2) Differential Scanning Calorimetric (DSC) study:
All the samples were tasted on DSC-60 Shimadzu by controlled heating at the rate 20oC/min in air environment in range of 50oC to 300o c.

Preparation of pellets:[11]
The wet extrusion process can be batch or continuous operation and consists of the following steps:

1. Mixing
First of all weigh accurately as per quantity of drug, MCC, DCP and mix well in motor pistal. Then add binder solution as per required and make a dump mass. Here different binders were used like pectin, xanthan gum and guar gum.
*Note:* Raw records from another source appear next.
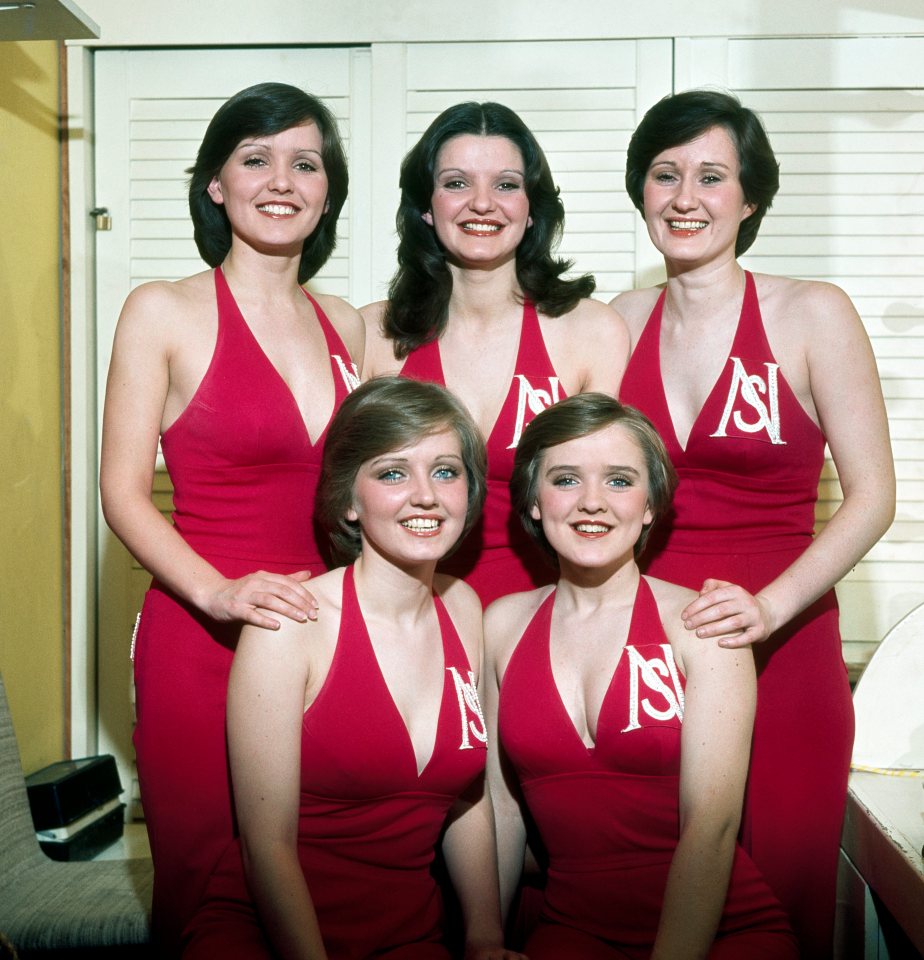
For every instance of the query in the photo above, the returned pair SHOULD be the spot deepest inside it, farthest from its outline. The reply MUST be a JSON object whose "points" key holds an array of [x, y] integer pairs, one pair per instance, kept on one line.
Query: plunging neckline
{"points": [[420, 770], [662, 300], [563, 707], [282, 380], [489, 436]]}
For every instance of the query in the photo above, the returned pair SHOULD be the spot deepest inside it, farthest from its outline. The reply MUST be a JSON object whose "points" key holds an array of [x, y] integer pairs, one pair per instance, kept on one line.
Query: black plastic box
{"points": [[75, 807], [65, 791]]}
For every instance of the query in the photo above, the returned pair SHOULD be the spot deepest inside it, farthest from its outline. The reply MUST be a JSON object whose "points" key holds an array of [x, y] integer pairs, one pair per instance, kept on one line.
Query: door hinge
{"points": [[102, 217]]}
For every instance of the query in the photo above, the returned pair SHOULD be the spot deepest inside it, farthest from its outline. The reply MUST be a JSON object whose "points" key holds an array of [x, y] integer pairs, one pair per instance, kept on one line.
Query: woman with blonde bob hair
{"points": [[357, 742], [624, 736]]}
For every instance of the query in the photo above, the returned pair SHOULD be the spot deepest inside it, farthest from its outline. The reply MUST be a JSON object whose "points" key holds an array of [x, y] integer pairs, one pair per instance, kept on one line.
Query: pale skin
{"points": [[824, 354], [479, 180], [270, 689], [164, 343], [590, 621]]}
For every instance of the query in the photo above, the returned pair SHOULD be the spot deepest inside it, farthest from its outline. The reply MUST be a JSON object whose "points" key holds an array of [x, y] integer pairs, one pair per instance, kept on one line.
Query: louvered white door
{"points": [[152, 108], [580, 98], [846, 119]]}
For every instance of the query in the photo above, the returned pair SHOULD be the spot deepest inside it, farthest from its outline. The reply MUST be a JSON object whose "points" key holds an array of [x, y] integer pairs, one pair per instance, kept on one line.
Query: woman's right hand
{"points": [[248, 598]]}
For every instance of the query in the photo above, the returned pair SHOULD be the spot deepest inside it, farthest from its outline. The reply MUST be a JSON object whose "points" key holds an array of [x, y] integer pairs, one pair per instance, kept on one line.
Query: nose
{"points": [[685, 198], [423, 492], [591, 501], [482, 199], [280, 178]]}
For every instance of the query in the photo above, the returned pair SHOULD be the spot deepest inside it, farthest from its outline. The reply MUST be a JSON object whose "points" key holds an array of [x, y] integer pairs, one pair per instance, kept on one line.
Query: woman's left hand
{"points": [[726, 610]]}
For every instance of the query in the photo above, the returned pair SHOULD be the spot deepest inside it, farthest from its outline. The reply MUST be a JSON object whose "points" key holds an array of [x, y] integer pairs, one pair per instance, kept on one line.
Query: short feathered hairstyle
{"points": [[682, 117], [383, 415], [259, 111]]}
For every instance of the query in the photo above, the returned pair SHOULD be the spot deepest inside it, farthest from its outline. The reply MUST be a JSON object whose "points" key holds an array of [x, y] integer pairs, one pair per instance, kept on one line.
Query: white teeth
{"points": [[278, 209], [420, 524]]}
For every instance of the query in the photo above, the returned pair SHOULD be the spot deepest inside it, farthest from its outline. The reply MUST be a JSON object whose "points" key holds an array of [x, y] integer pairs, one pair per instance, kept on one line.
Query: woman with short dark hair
{"points": [[479, 303], [237, 372], [747, 377]]}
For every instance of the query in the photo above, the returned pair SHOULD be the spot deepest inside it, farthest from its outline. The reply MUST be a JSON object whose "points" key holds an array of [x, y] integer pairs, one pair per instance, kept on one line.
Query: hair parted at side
{"points": [[580, 416], [681, 117], [380, 416], [419, 291], [258, 111]]}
These all binders are natural polysaccharides and natural polysaccharides are completely digested by colonic enzymes.

2. Extrusion
Then this mass is put in extruder for getting extrudes as shown in figure1.

3. Spheronization
The wet extrudates are placed in an oven for optimum % LOD (Loss on Drying). If there was higher moisture then extrudes stick with each other and if it was less then there were chances of fine particles. After this stage extrudes were placed in spheronizer for getting sphere pellets as shown in figure 2.

4. Drying
These wet spheres are then transferred to a FBD dryer for drying process.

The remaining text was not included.